Joice era mãe de quatro filhos, mas deixou três: um de 22, outro de 20 e o último de 19. O quarto faleceu devido a um derrame cerebral quando ainda era um bebê e teria hoje 25 anos. “Minha filha estava na clínica, gorda, bonita, sorridente. Ela queria mudar, queria restaurar a família dela, porque o sonho era ter os filhos perto. Porque eles moram em Bauru, interior de São Paulo”, ressaltou.

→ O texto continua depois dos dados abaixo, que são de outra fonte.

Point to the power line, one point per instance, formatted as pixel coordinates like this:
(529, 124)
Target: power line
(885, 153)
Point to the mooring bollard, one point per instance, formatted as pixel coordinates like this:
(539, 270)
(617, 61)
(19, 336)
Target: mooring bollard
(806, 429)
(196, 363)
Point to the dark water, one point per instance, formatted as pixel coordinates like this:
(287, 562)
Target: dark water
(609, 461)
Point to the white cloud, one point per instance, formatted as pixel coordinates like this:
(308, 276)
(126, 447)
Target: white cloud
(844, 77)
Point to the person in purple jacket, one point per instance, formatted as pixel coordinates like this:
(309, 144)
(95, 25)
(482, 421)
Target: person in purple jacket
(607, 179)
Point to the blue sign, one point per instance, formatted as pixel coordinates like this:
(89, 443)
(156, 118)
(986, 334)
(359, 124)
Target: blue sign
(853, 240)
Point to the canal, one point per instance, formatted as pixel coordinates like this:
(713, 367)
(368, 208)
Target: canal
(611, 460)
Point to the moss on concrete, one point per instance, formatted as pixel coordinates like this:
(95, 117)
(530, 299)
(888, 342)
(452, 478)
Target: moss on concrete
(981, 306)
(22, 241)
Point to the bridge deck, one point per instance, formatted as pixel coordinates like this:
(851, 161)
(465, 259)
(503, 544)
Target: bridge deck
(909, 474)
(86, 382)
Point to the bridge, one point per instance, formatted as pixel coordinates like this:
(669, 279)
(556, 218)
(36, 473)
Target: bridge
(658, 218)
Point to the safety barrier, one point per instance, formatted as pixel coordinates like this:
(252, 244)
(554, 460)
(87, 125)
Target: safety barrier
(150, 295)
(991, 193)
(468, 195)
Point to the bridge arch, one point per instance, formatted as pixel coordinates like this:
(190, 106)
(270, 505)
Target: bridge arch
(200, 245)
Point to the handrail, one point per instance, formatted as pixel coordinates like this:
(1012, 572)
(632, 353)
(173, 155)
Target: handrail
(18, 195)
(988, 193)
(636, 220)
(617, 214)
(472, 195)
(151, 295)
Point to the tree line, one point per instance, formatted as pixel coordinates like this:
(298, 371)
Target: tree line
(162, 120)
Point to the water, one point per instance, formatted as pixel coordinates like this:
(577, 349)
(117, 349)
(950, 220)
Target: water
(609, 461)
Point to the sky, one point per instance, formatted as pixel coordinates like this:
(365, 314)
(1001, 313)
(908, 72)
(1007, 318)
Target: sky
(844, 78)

“Até agora não falei pros meus netos, estou pensando como vou falar pra eles. Meu véio fala que tenho que falar logo. Qual vai ser o sentimento deles quando souberem que perderam a mãe assim? Não sou só eu e o pai dela que sofre, são os filhos também. Quero esperar esfriar a cabeça pra falar com calma”.
Essa era a segunda internação da filha de Rosângela, que foi acolhida pela Clínica da Alma. Na foto acima ela estava há um mês e meio sem os entorpecentes.
Vício - Segundo ela, a filha começou cedo com a dependência química, mas a então jovem não se abria com os pais. “Ela nunca abriu o jogo pra gente, a gente perguntava e ela negava. Quando ela estava com quase 30 anos que ela partiu para Zuca (pasta base), eu sentia o cheiro.
O convívio com a filha usuária não era fácil para Rosângela, que precisou se desprender de sentimentos perversos aos olhos e coração de uma mãe, para que o relação das duas continuasse.
“Nenhuma mãe gosta de ver um filho viciado, mas muitas vezes você tem que fechar os olhos para ter o seu filho junto de você, porque o meu maior medo era justamente da minha filha ser enterrada como indigente. E era isso que ia acontecer caso não tivessem publicado a matéria. Minha sobrinha viu e me mostrou, porque ela estava sem documento, senão ela tinha sido enterrada como indigente e eu não ia saber”, disse.
De acordo com a progenitora a filha costumava ficar nos bairros Nhanhá, Tiradentes e Universitário, onde foi morta.
“Eu suportava muitas coisas, muitas vezes a gente releva porque não queria ficar sem notícias da minha filha. Quando ela estava na rua eu e meu marido fazíamos café e pão pra levar para os moradores de rua. A gente tem que fazer porque a minha filha estava nessa situação e alguém pode tirar a fome dela. E não é porque minha filha morreu que eu vou parar. Porque eles ali são pais, avós. Todos têm família”, comentou.
Rosângela chegou a achar que a culpa pelo vício da filha era dela, mas com ajuda psicológica conseguiu entender que a questão não dependia dela.
Lembrança - "A última vez que vi minha filha com vida foi há 15 dias ela me abraçou e falou 'mãe te amo tanto. Pai te amo tanto.' Então quero levar essa imagem no meu coração. De todos os problemas, ela amava os pais. Eu nunca abandonei minha filha, se ela morava na rua foi por opção dela”. finalizou.
O pai, Júlio Ledesmo, de 62, vendedor ambulante nos terminais da Capital, não quis conversar com a reportagem, mas compartilhou de todas as dores descritas pela companheira.